What are the possible blood types of the offspring of a cross between individuals?

What are the possible blood types of the offspring of a cross between individuals?

The genotypes of their offspring could be either IAi or IBi. Their children could be in blood groups A or B, but not AB or O. For more information on blood types inheritance go to our Blood Types Tutorial within the Human Biology Section of The Biology Project.

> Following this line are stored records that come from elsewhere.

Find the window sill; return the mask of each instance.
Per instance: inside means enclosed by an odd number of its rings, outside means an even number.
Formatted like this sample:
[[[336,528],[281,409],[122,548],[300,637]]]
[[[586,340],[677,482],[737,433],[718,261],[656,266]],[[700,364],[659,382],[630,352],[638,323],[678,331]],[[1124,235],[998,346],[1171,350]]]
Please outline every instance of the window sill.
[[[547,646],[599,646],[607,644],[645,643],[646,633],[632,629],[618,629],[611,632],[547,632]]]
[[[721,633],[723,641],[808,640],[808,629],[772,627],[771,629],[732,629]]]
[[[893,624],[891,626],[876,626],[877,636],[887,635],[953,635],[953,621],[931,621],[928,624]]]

Who is blood type inherited from?

Blood Inheritance Just like eye or hair color, our blood type is inherited from our parents. Each biological parent donates one of two ABO genes to their child. The A and B genes are dominant and the O gene is recessive. For example, if an O gene is paired with an A gene, the blood type will be A.

What determines what blood type you are?

A person’s blood type is determined largely by genetics, and it does not change through his or her lifetime. A simple blood typing test can be performed literally anywhere by anyone through the use of specially-treated testing cards. One of the main factors that determines blood type is family genetics.

What is the most common blood type?

The most common blood type in the U.S. is O-positive. About 37% of caucasian people, 47% of African Americans, 53% of Latinx Americans, and 39% of Asian Americans have this blood type, according to The Red Cross. Type A-positive comes in second, and B-positive is third most common.

What are the different types of blood type?

There are four main blood types: type A, type B, type AB and type O. Additionally, if a substance called Rh factor appears on the surface of the red blood cells, a person is considered to be Rh+ (positive). Type O+ is the most common blood type, while AB- is the least common.

Why do we have different blood types?

Humans haven’t always had different blood types, but rather evolved to have them over time in response to disease. The reason individual humans have different blood types is that they inherit the trait of their blood having certain antigens on the outside of the blood cells from their parents.